Alors son corps et son esprit pensent parfois :
« C’est moi qui suis fautif »
Pour survivre et continuer à être accepté, le corps apprend à s’adapter, avant même que l’enfant comprenne quoi que ce soit. Ces adaptations ne sont pas des défauts, ce sont des intelligences d’adaptation.
Voici quelques exemples :
Cadre instable → Vigilance
Le corps apprend à observer en permanence, rester prêt et réagir vite. À l’âge adulte, cela peut se traduire par de la vigilance accrue ou des difficultés à se détendre.
Cadre rigide → Contention
Le corps apprend à se retenir, ne pas déranger, dire “oui” trop vite. Résultat possible à l’âge adulte : tensions internes, peur de déborder, difficulté à exprimer ses besoins et poser des limites.
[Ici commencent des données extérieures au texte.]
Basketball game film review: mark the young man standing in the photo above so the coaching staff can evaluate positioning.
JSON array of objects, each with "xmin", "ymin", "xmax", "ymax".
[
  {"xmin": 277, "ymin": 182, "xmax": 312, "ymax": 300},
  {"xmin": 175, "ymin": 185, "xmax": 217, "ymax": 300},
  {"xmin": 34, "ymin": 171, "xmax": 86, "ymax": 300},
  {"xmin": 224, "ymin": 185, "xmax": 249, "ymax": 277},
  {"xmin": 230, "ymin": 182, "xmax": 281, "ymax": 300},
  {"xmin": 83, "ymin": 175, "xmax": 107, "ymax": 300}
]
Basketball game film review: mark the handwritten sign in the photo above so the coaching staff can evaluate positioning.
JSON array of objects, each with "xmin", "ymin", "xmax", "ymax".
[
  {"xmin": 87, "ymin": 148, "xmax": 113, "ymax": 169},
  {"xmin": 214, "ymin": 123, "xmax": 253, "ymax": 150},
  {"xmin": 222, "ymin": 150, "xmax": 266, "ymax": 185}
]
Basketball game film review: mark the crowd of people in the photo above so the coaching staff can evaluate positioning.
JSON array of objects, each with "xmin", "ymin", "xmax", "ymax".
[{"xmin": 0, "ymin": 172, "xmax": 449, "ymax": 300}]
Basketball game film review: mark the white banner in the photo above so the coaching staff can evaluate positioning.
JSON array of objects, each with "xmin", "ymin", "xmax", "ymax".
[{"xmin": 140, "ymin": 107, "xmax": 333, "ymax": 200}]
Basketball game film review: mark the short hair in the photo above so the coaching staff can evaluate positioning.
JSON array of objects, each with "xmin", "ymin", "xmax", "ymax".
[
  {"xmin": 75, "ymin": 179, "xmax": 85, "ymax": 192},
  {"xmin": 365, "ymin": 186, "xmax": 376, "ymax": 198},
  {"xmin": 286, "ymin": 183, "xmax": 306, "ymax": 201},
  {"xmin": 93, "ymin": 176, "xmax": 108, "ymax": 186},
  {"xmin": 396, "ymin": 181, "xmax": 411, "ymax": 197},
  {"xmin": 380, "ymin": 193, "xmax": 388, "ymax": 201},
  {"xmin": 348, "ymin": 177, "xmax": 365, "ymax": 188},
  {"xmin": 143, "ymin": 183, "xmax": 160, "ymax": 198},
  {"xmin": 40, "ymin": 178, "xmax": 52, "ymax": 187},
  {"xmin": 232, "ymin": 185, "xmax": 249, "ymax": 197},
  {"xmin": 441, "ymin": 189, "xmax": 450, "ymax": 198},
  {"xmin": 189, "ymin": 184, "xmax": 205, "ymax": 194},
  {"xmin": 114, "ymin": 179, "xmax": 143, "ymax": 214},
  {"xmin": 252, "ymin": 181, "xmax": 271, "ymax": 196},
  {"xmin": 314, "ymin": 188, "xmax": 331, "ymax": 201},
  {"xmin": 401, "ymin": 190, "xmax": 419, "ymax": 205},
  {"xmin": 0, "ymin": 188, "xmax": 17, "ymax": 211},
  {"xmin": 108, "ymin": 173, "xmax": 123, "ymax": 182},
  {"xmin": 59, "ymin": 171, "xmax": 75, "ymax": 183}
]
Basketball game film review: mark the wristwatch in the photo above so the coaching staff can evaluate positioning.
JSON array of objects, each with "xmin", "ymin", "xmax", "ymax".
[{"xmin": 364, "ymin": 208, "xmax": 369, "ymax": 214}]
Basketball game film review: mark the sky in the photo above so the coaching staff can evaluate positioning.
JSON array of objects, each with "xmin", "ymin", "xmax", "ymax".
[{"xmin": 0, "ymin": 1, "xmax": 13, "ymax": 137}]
Cadre imprévisible → Anticipation
Le corps apprend à prévoir, sentir avant que ça arrive et s’adapter rapidement. Cela peut créer un mental très actif ou de l’anxiété diffuse à l’âge adulte.
Cadre envahissant → Retrait / adaptation excessive
Le corps apprend à se couper, s’effacer, répondre trop vite aux attentes des autres. À l’âge adulte : difficulté à poser des limites, perte de repères internes, hyper-adaptation.
💡 Mini-pratique
Assis·e, sens ton dos contre le support. Laisse-le recevoir, sans effort. Observe ce que ça fait de ne rien tenir. Juste ressentir.
Ces stratégies ont toutes été intelligentes et nécessaires à un moment donné. Aujourd’hui, ton corps peut apprendre autre chose : plus de liberté, plus de sécurité, à ton rythme.